Nick Kuehl, Graduate Student, Chemistry and Biochemistry, The University of Arizona

Abstract:

The ability to decorate and assemble biomolecules to probe and/or manipulate biological systems has resulted in remarkable advances in modern medicine. This bioconjugate “toolbox” has enabled the unveiling of endogenous cellular events and has been utilized to develop new therapeutic modalities.

Many elegant methods, targeting various biochemical motifs, have been developed to construct bioconjugates, yet a persistent need for new and/or improved techniques exists. In this talk, I will highlight the ways in which we are contributing to this effort through the development of pyridinium and quinolinium derivatives that modify proteins in a selective manner using both thermo- and photochemical methods. The overarching theme of the research talk is how diversifying connectivity and functionality of a single molecular scaffold can result in a manifold increase in utility as a group transfer reagent.

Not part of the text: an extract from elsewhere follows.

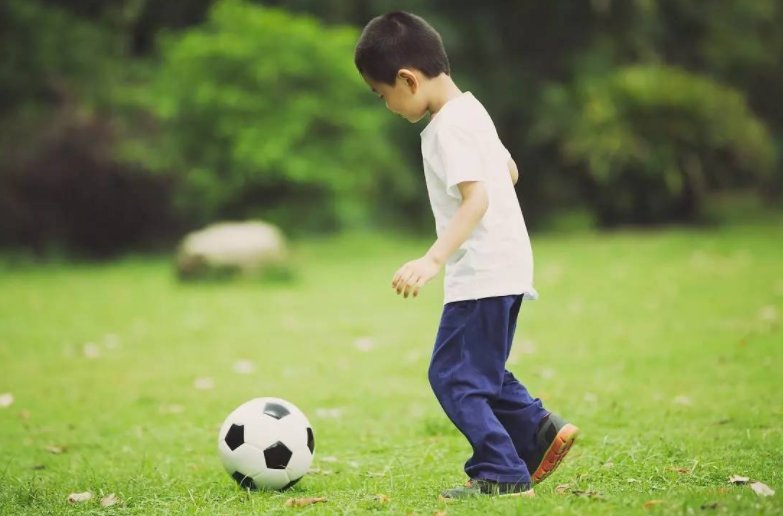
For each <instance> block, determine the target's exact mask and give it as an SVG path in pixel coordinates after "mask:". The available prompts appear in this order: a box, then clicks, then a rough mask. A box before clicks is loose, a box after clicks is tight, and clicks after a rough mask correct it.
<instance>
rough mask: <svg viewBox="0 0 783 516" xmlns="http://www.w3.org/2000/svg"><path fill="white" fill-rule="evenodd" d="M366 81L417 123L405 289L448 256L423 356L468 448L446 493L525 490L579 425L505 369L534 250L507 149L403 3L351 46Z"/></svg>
mask: <svg viewBox="0 0 783 516" xmlns="http://www.w3.org/2000/svg"><path fill="white" fill-rule="evenodd" d="M355 62H356V67H357V68H358V70H359V72H360V73H361V75H362V77H363V78H364V80H365V81H366V82H367V84H368V85H369V86H370V87H371V88H372V90H373V91H374V92H375V93H376V94H378V96H379V97H381V98H382V99H384V100H385V101H386V106H387V107H388V108H389V110H390V111H392V112H393V113H396V114H398V115H400V116H402V117H403V118H405V119H406V120H408V121H409V122H412V123H415V122H418V121H419V120H421V119H422V118H423V117H424V116H425V115H427V114H429V115H430V117H429V118H430V120H429V123H428V124H427V126H426V127H425V128H424V130H423V131H422V132H421V151H422V156H423V158H424V176H425V179H426V183H427V191H428V194H429V198H430V204H431V205H432V211H433V214H434V216H435V223H436V229H437V235H438V238H437V240H436V241H435V243H434V244H433V245H432V247H430V249H429V250H428V251H427V252H426V253H425V254H424V256H422V257H421V258H418V259H416V260H412V261H410V262H408V263H406V264H404V265H403V266H402V267H400V269H399V270H398V271H397V272H396V273H395V274H394V277H393V280H392V287H393V288H394V289H395V290H396V291H397V293H398V294H402V295H403V296H404V297H406V298H407V297H408V296H409V295H411V296H413V297H416V296H417V295H418V293H419V289H420V288H421V287H422V286H423V285H424V284H425V283H427V282H428V281H429V280H430V279H432V278H433V277H434V276H435V275H436V274H437V273H438V272H439V271H440V268H441V267H443V266H445V268H446V270H445V285H444V297H445V299H444V307H443V314H442V316H441V321H440V327H439V329H438V333H437V337H436V341H435V348H434V350H433V353H432V360H431V363H430V367H429V380H430V384H431V385H432V389H433V391H434V392H435V396H436V397H437V398H438V401H439V402H440V404H441V406H442V407H443V410H444V411H445V412H446V414H447V415H448V417H449V418H450V419H451V421H452V422H453V423H454V425H455V426H456V427H457V428H458V429H459V430H460V431H461V432H462V433H463V434H464V435H465V437H466V438H467V439H468V441H469V442H470V445H471V446H472V448H473V456H472V457H470V459H468V461H467V462H466V463H465V473H467V475H468V477H469V478H470V480H469V481H468V483H467V484H465V486H464V487H457V488H454V489H449V490H447V491H445V492H443V493H441V496H442V497H444V498H447V499H450V498H462V497H467V496H476V495H483V494H484V495H522V494H525V493H528V494H532V491H531V489H532V486H533V485H534V484H536V483H539V482H541V481H542V480H544V479H545V478H546V477H547V476H548V475H549V474H550V473H551V472H552V471H553V470H554V469H555V468H556V467H557V466H558V464H559V463H560V461H561V460H562V459H563V457H564V456H565V454H566V453H567V452H568V450H569V448H570V447H571V444H573V442H574V438H575V437H576V434H577V432H578V429H577V428H576V426H574V425H572V424H570V423H566V422H565V421H563V420H562V419H561V418H560V417H558V416H557V415H556V414H553V413H551V412H549V411H547V410H546V409H544V407H543V406H542V403H541V400H539V399H537V398H533V397H532V396H531V395H530V394H529V393H528V391H527V390H526V389H525V387H524V386H523V385H522V384H520V383H519V382H518V381H517V379H516V378H514V376H513V375H512V374H511V373H510V372H509V371H508V370H506V368H505V363H506V360H507V359H508V356H509V351H510V349H511V342H512V338H513V335H514V330H515V328H516V320H517V315H518V313H519V309H520V306H521V304H522V300H523V299H535V298H536V296H537V294H536V291H535V289H534V288H533V256H532V250H531V247H530V240H529V238H528V235H527V228H526V227H525V222H524V219H523V217H522V211H521V209H520V206H519V202H518V200H517V197H516V194H515V192H514V185H515V184H516V182H517V178H518V172H517V167H516V164H515V163H514V160H513V159H511V156H510V154H509V152H508V151H507V150H506V148H505V147H504V146H503V144H502V143H501V141H500V139H499V138H498V135H497V131H496V130H495V126H494V124H493V123H492V120H491V118H490V117H489V115H488V114H487V112H486V110H485V109H484V107H483V106H482V105H481V103H479V101H478V100H476V98H474V97H473V95H471V94H470V93H469V92H462V91H460V89H459V88H458V87H457V86H456V84H455V83H454V81H453V80H452V79H451V76H450V69H449V61H448V58H447V56H446V52H445V50H444V48H443V43H442V41H441V38H440V35H439V34H438V33H437V32H436V31H435V29H433V28H432V27H431V26H430V25H429V24H428V23H427V22H426V21H424V20H423V19H421V18H420V17H418V16H415V15H413V14H409V13H405V12H392V13H388V14H385V15H383V16H379V17H377V18H374V19H373V20H371V21H370V22H369V23H368V24H367V26H366V27H365V28H364V30H363V32H362V34H361V37H360V38H359V42H358V43H357V45H356V53H355Z"/></svg>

First, I will describe how pyridinium salt scaffolds, utilizing photochemical initiated electron-transfer, selectively deliver N-carbamoyl groups to Tryptophan and have been used for peptide modification and chemoproteomic workflows. Next, I will discuss the use of quinolinium sulfonate ester photocages for the rapid release of sulfonyl radicals. These quinoliniums have been derivatized to be a source of the trifluoromethyl radical and used for protein mapping experiments and peptide trifluoromethylation at aromatic amino acid residues.  Finally, I will describe another family of quinolinium derivatives that are being developed to selectively deliver acyl groups to peptides and proteins by utilizing non-covalent interactions.